Cracking RSA Keys at a Factor of the Price
A few weeks ago, we wrote about a fundamental weakness in the generation of RSA keys produced by Infineon Technologies AG. The weakness would allow an attacker to successfully crack a single 2,048 bit RSA key with 51,400 vCPU days; roughly $35,000 on Amazon EC2. In the time since then, researchers Daniel J. Bernstein and Tanja Lange developed a more efficient attack that is up to 25% faster than the original ROCA attack.
The bad news doesn’t stop there as the price could further be driven down through the use of specialized hardware such as GPU, FPGA, or ASIC, leaving the attackers with just an energy bill of $2,000 to crack a single key.
Estonia moved to suspend the digital ID cards affected by the vulnerability and citizens must update digital certificates. These digital ID cards are used to identify the user for voting and filing taxes.
If you use a hardware token for RSA key generation, double check with the manufacturer to make sure your device is not affected.
IoT Keyboard Cloud Driver
From the department of “why is that a thing,” users discovered that the driver shipped with their MantisTek GK2 mechanical keyboard is collecting keystroke metrics and sending them to the cloud.
The initial assumption was that the driver was delivering malware and collecting keystrokes to spy on users; however, upon further inspection, it appears that only the keystroke metrics were sent to the cloud, presumably to determine the lifetime of individual keyboard keys.

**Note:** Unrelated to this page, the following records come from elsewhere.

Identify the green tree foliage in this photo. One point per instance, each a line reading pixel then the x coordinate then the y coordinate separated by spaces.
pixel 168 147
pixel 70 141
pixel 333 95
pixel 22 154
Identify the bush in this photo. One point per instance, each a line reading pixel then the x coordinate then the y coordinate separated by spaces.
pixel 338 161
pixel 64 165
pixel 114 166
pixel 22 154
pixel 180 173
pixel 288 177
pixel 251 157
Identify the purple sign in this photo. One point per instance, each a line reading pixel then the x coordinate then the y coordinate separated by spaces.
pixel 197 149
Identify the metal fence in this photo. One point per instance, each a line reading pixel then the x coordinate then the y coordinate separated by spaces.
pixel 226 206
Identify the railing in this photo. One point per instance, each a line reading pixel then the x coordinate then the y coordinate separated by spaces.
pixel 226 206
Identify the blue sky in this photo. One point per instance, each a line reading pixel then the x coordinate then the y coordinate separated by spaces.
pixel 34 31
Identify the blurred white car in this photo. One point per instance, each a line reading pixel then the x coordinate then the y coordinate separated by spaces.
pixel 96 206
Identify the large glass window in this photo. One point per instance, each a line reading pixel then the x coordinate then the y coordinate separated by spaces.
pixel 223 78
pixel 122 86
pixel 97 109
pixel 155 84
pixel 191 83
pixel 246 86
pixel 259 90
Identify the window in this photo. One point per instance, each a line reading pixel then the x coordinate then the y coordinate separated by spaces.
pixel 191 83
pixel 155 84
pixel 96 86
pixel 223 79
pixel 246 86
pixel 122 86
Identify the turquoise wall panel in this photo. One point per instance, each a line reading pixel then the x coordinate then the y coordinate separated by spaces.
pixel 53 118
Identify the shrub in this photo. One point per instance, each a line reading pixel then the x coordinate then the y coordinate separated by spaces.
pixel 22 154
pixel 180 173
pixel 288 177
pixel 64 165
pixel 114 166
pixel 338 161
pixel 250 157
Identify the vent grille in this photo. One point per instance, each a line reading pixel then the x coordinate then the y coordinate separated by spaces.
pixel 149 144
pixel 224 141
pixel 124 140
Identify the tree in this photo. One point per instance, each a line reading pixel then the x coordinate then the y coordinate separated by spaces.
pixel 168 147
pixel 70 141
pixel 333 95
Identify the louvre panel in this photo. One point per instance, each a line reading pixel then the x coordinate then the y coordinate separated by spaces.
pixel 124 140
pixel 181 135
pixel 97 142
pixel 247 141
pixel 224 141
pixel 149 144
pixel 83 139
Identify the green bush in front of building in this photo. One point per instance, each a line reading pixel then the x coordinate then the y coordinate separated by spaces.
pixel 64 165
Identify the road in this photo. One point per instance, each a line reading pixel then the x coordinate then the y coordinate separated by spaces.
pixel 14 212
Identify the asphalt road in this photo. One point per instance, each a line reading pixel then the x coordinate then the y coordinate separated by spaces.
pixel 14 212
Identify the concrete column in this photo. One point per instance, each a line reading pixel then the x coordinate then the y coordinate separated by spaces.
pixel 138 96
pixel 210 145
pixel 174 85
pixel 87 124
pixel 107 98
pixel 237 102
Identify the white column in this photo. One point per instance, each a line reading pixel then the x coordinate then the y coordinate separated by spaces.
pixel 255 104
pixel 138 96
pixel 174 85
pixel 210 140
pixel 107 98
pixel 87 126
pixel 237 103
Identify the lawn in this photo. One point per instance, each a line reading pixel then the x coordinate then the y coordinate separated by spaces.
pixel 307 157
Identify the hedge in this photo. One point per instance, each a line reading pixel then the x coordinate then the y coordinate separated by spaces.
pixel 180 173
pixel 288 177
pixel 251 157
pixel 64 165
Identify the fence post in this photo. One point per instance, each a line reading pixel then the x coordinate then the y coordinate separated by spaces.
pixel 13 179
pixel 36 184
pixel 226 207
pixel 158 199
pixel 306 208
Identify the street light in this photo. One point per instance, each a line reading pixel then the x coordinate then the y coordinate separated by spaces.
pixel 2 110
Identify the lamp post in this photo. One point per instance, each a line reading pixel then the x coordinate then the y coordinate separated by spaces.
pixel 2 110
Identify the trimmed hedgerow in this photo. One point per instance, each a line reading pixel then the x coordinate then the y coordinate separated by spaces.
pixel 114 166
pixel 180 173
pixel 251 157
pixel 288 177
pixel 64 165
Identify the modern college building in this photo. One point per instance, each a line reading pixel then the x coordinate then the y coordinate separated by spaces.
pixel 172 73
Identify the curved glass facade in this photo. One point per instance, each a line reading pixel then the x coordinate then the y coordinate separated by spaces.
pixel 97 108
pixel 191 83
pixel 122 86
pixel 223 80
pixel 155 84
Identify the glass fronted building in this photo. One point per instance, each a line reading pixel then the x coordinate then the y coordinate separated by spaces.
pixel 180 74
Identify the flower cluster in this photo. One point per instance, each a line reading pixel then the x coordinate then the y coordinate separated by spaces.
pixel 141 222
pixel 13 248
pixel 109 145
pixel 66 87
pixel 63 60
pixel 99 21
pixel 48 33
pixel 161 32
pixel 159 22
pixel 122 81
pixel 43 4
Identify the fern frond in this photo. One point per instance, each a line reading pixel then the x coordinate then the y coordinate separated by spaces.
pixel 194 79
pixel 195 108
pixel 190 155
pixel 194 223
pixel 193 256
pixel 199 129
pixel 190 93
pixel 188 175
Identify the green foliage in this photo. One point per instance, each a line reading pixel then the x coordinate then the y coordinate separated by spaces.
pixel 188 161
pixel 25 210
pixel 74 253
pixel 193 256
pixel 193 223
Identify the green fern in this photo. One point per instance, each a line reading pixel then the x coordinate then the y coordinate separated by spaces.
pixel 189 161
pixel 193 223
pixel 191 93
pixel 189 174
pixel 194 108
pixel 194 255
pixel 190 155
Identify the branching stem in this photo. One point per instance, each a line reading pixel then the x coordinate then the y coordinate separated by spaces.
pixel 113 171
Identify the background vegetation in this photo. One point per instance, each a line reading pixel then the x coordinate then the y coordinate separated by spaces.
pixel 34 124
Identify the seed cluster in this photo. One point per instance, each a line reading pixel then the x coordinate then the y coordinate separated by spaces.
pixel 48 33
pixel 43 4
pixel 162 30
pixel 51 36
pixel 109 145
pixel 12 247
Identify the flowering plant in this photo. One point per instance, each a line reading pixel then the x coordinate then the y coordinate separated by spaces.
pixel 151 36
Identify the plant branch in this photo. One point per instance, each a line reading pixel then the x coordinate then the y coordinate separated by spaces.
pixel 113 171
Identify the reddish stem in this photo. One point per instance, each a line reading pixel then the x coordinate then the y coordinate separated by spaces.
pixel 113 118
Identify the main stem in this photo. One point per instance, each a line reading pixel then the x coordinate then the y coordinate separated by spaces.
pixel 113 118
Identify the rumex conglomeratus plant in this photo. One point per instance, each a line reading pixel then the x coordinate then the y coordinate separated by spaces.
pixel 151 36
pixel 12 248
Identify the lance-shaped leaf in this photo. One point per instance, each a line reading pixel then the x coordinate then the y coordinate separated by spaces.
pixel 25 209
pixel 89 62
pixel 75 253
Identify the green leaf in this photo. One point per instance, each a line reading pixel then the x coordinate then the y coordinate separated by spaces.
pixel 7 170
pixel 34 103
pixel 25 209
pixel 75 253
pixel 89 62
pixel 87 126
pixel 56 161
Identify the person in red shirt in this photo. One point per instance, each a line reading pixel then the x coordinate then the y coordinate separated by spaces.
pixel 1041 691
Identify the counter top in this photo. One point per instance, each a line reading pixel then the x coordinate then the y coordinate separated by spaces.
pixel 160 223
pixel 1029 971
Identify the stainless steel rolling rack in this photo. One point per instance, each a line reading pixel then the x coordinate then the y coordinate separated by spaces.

However, the invasion of privacy still remains and serves as a good warning that every piece of software you install expands your attack surface.
Money Disappearing into the Ether(eum)
“What if money was represented by JavaScript?”
The answer to that silly question is that approximately $300,000,000 USD vanishes into the ether. A user identified as “devops199” discovered a vulnerability in an Ethereum “smart contract” that allowed him to take over control of the library through an unprotected initWallet() method, turning it into a wallet calling suicide() on the new wallet/library.
The end result is that the Parity multi-signature library code that was hosted on the Ethereum blockchain is now deleted and the funds in any wallet depending on that library code is frozen, including a number of Initial Coin Offerings (ICOs).
At this point it’s not clear if there’s anything that could be done to recover the frozen funds without another hardfork (as previously done due to the DAO hack).
Moral of the story? Writing code is hard and entrusting your money to it is still a risky bet.